FATTI FUORI DAL PROCESSO AD ALESSANDRIA
Talvolta si usano titoli ad
effetto. Il nostro non è titolo civetta: è l’esempio che la realtà può
superare la fantasia. Se pronunci Lino Balza -ad Alessandria e non solo-
tutti pensano subito al polo chimico di Spinetta Marengo. E viceversa. E’

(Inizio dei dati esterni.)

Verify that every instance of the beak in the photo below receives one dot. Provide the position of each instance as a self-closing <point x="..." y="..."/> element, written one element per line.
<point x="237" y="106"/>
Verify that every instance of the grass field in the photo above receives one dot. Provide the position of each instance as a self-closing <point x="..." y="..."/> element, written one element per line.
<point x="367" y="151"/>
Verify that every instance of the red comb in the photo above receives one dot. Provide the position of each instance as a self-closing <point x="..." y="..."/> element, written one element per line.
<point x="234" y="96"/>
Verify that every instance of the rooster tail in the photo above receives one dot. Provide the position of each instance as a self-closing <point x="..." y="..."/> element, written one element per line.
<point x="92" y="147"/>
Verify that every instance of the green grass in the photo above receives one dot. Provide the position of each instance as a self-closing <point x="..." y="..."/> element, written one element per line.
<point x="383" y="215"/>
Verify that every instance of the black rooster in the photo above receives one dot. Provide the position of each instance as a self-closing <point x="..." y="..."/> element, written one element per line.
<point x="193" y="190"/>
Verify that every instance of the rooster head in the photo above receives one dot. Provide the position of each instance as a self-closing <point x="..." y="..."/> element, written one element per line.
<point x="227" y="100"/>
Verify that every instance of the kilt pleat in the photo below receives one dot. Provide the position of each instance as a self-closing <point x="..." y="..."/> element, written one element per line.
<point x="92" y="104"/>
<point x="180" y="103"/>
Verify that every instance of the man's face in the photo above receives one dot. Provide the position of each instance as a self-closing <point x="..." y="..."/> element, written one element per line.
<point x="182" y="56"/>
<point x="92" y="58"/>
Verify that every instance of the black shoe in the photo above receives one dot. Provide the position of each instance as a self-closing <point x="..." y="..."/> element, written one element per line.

una associazione di termini automatica, da oltre mezzo secolo. Nomina omina. Se
nel 2024 inizia un nuovo processo contro Solvay, dunque, si può immaginare che
non sia ammesso Lino Balza? No, non si può immaginare. Sarebbe una situazione
tipica della narrativa kafkiana ispirata all’incomprensibilità e
all’assurdità, talvolta comica, dell’esistenza
umana, sconfinando nella farsa.
Eppure,
in questo surreale episodio, chi ha escluso Lino Balza dal processo non è boemo
o ucraino, non si chiama Franz
Kafka o Nikolaj
Vasil’evic Gogol’-Janovskij bensì il
genovese Andrea
Perelli, giudice del Tribunale di Alessandria con incarico di
Giudice Sezione G.I.P. – G.U.P. Detto per inciso, Perelli, 39 anni, è il
più giovane della Sezione per anzianità di servizio, ma non è un pivello: laurea
all’Università di Genova, dottorando nel 2016 (anche rappresentante dei
dottorandi), magistrato ordinario a trentadue anni, tirocinio a Genova, docente
di commissione, autore di articoli, relatore a convegno eccetera. E non è un
ingenuo, come vedremo.
La
sua ordinanza, dalla prosa non pari all’acchittata compostezza con papillon, al
processo ha ammesso oves et
boves tutte le 300 parti civili persone fisiche:
indistintamente CHIUNQUE ad eccezione di Lino
Balza: “Non vanta diritto” (sic) perché,
udite udite, “non presenta un collegamento qualificato con
l’area che si assume inquinata”.
Ebbene,
in quella “assunta area” Lino Balza 76 anni fa è
nato e vi abita tuttora, ha
lavorato per 35 anni nel polo chimico, sindacalista e ambientalista
con il fardello per rappresaglia di 7 cause in pretura, 4 in appello, 2 in
cassazione (tutte vinte), compreso il tentato licenziamento, aggiungendo il
corollario di mobbing, cassa integrazione, tre trasferimenti, uffici confino,
dequalificazione professionale e provvedimenti disciplinari
minori [*]. Da quella
fabbrica si è portato dietro il tumore maligno con i suoi supplementi,
nonché i veleni che ancora oggi persistono nelle certificate analisi
del suo sangue, insieme a quelli aggiunti dagli imputati. In più, da
sopravvissuto pensionato, scrittore e giornalista, abita in quell’area dove
resta pur sempre l’animatore (e in Italia) della lotta per la salute collettiva
(anche del Perelli), contro l’ecocidio Solvay e a favore delle Vittime di
Solvay, insieme alle mamme che si disperano per i Pfas nel sangue dei
figli. Scomodo ad azienda e magistratura.
Solvay
in sede dibattimentale si opporrà alla pletora di persone fisiche ammesse
(“con la sola eccezione di Balza Lino”: ha tenuto a sottolineare Perelli
Andrea) quali parti offese… semplicemente “per essere o essere
stati residenti, o figli di residenti, entro un’area di otto
chilometri individuata dagli studi di Arpa di Alessandria a rischio di
neoplasie o quantomeno per metus (paura,
n.d.r.) di vivere o aver vissuto in tale zona”. Peraltro, la
presunta “zona rossa” degli otto chilometri (“con la sola eccezione di Balza
Lino”) è assai inventata perché non esiste alcuna “certificazione”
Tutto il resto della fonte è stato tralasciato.